Rae opens up the back of the ambulance.
‘Here. Let me carry that for you.’
He gives the bag to me, and I help him up the back steps, suddenly finding myself up to the nose in a wake of alcohol fumes and stale sweat.
He lands himself on the trolley and draws his knees up to his chest.
‘So what’s the problem, Eddie? Why does the doctor want you up to the hospital today?’
‘I’ve got pains in my front, here.’ He makes a general sweep with his right hand. ‘I can’t bear it. I can’t bear it any more. Something’s got to change.’

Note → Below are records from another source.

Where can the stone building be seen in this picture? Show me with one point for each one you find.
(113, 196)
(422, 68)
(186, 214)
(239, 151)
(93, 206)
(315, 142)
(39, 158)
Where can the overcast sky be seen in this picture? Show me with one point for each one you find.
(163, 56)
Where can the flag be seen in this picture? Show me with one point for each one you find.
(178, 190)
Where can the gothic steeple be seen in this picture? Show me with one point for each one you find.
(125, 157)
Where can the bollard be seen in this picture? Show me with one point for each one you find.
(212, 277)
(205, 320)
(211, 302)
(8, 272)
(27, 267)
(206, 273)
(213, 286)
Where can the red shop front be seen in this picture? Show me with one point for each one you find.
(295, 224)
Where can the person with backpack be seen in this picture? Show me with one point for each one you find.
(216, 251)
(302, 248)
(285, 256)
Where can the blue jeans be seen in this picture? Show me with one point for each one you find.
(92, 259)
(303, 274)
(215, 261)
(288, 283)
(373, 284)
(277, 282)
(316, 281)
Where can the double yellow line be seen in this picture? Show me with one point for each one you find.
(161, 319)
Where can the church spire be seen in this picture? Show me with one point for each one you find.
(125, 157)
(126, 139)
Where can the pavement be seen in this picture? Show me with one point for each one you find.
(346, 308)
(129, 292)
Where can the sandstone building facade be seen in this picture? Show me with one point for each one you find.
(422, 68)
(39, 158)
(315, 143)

‘Did the doctor give you a letter?’
He pulls one out of his raincoat. The doctor has sketched Eddie’s abdomen as a hexagon and shaded in the top margins with little crosses. Here be dragons. Eddie is having another bout of pancreatitis.
‘Have you had a drink today, Eddie?’
‘Just a quarter bottle of vodka. Honestly, my friend, this is true agony. I’m dying.’

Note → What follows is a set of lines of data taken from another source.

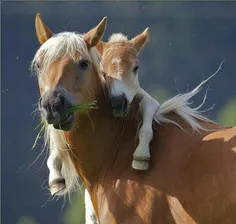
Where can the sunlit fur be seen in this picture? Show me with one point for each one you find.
(54, 48)
(67, 43)
(178, 104)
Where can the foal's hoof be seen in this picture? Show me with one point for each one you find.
(140, 164)
(57, 186)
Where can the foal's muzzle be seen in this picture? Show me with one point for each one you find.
(119, 105)
(53, 107)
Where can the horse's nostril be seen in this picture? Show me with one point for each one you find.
(125, 103)
(40, 101)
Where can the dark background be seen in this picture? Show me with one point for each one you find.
(188, 41)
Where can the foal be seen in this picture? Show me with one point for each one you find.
(120, 63)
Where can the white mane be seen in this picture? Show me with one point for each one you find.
(117, 38)
(70, 43)
(60, 45)
(54, 48)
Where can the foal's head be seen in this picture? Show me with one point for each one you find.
(66, 64)
(120, 65)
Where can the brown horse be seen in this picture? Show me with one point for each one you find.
(191, 175)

We plug him into the monitors and take down the information, then Rae jumps out and goes back to the driver’s seat. We set off.
Eddie settles back on the trolley. His face is a boiled cherry-red, cooked through years of alcohol abuse. The silver-rimmed glasses that he wears give his face a strangely plastic complexion, like the model of a man made by an alien with no sense of human colouration. He opens his eyes again and studies me.
‘I buried my dad two weeks ago. Yeah. Two weeks ago.’
‘I’m very sorry to hear that.’
‘Two weeks ago. Yeah. I went to the funeral. I carried the coffin with my brother and sisters.’ I try to imagine him under one end of a coffin, but all I can see is Eddie struggling with his little black duffel bag.
‘I carried the coffin. Even though I’m a sick man. Even though I broke both my ankles a couple of years ago. But these things – you have to do them, don’t you? He was only eighty four. Cancer. I hardly ever saw him though. He didn’t want to know. I couldn’t stick around for long. I was only there for the service. When they all went back to the house for drinks I made my excuses. I think I was only there ten minutes. At least I went, though.’
He relaxes back on the trolley, and after a while seems to fall asleep. But there’s a sudden jolt and he opens his eyes again.
‘Two broken ankles,’ he says, turning his head to look at me. ‘Two of them. Make sure you get that down on your form.’